Der neue Präsident des Europäischen Rechnungshofs Klaus-Heiner Lehne mahnte, dass die Europäischen Institutionen in gewissem Maße das Vertrauen der EU-Bürger verloren haben. In seiner Rede anlässlich der Vorstellung des Jahresberichts 2015 der EU-Prüfer vor dem Haushaltskontrollausschuss des Europäischen Parlaments erklärte er, dass die EU in den kommenden Monaten und Jahren vor der großen Herausforderung stehen wird, dieses Vertrauen zurückzugewinnen. Herr Lehne legte den MdEP dar, dass Reformen ganz klar nötig seien, diese sich aber unabhängig von ihrer Art auf ein stabiles finanzielles Fundament stützen müssen. Dies bedeute, dass die EU für eine ordnungsgemäße Rechnungsführung sorgen und sicherstellen müsse, dass ihre Finanzvorschriften korrekt befolgt werden. Außerdem müsse eine optimale Mittelverwendung erreicht sowie Transparenz und Zuverlässigkeit sichergestellt werden.
"Wie können die Menschen den EU-Institutionen auch nur im Ansatz vertrauen, wenn sie nicht davon überzeugt sind, dass wir gut auf ihr Geld achten und ordnungsgemäß darüber Buch führen?", so Herr Lehne.
Wie der diesjährige Jahresbericht der EU-Prüfer zeigt, sind die Fehlerquoten bei Förderregelungen, die auf der Erstattung von Kosten der Begünstigten basieren, tendenziell höher als bei Regelungen, die auf Zahlungsansprüchen beruhen. Außerdem wird im Bericht auf die Risiken für das Finanzmanagement hingewiesen, die sich daraus ergeben, dass Darlehen, Garantien und Beteiligungsinvestitionen direkt oder indirekt aus dem EU-Haushalt bereitgestellt werden.
Die Prüfer haben die Jahresrechnung der Europäischen Union für 2015 abgezeichnet, wie dies für jedes Jahr seit 2007 der Fall gewesen ist.
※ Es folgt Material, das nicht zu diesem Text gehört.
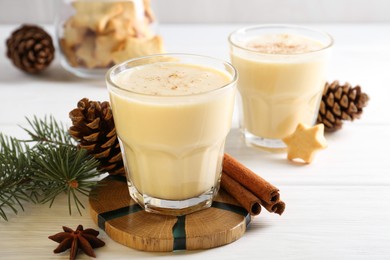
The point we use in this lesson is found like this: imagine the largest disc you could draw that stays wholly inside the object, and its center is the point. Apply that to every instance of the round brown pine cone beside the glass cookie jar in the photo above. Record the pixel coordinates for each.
(30, 48)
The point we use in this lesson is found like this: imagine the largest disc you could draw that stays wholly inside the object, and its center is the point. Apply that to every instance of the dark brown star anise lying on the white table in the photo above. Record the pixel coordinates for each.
(86, 240)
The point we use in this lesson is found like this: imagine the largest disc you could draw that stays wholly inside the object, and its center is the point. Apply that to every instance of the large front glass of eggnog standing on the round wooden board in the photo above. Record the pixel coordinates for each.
(172, 114)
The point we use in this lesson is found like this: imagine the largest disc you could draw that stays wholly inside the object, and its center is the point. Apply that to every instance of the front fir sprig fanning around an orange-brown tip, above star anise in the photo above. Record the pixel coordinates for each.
(64, 169)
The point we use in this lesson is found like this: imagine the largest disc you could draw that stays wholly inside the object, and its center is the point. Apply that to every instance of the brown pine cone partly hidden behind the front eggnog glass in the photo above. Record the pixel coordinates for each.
(94, 129)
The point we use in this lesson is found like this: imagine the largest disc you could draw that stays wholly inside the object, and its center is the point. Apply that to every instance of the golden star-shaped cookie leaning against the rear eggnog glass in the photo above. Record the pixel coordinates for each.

Sie gelangen ferner zu der Schlussfolgerung, dass die Erhebung der EU-Einnahmen keine Fehler aufwies. Die von ihnen geschätzte Fehlerquote bei den Ausgabenvorgängen beträgt jedoch 3,8 % (gegenüber 4,4 % im Jahr 2014). Diese Quote ist kein Maß für Betrug, Ineffizienz oder Verschwendung. Vielmehr handelt es sich um eine Schätzung der Mittel, die nicht hätten ausgezahlt werden dürfen, weil sie nicht vollständig im Einklang mit den EU-Vorschriften verwendet wurden.
Die von den Prüfern ermittelten geschätzten Fehlerquoten sind bei Ausgaben, die der geteilten Mittelverwaltung mit den Mitgliedstaaten unterliegen (4,0 %), und bei direkt von der Kommission verwalteten Ausgaben (3,9 %) weiterhin nahezu identisch.
Laut Bericht wirkt sich besonders stark auf die Fehlerquote bei den Ausgaben aus, dass die verschiedenen Förderregelungen unterschiedliche Risikomuster haben: zum einen Erstattungsregelungen - hier erstattet die EU auf der Grundlage von Meldungen der Begünstigten förderfähige Kosten - und zum anderen auf Zahlungsansprüchen basierende Regelungen - hier werden Zahlungen bei Erfüllung bestimmter Bedingungen geleistet. Bei der Erstattung von Kosten ist die Fehlerquote viel höher (5,2 %) als bei Ausgaben, die auf Zahlungsansprüchen basieren (1,9 %).
Korrekturmaßnahmen durch die Behörden in den Mitgliedstaaten und die Kommission wirkten sich positiv auf die geschätzte Fehlerquote aus, so die Prüfer. Die Kommission hat zwar Maßnahmen getroffen, um ihre Bewertung des Risikos und der Auswirkungen der Korrekturmaßnahmen zu verbessern, doch besteht hier weiterhin Verbesserungsbedarf. Zahlreiche Fehler hätten verhindert bzw. aufgedeckt und berichtigt werden können, bevor die entsprechenden Zahlungen geleistet wurden.
Überdies unterscheidet sich der Umfang der formalen Folgemaßnahmen, die in den einzelnen Mitgliedstaaten ergriffen werden, erheblich voneinander, obwohl den Mitgliedstaaten unsere Empfehlungen im Allgemeinen hinlänglich bekannt sind. Daher finden die Prüfer nur wenige Anhaltspunkte für Änderungen der nationalen Politik und Praxis.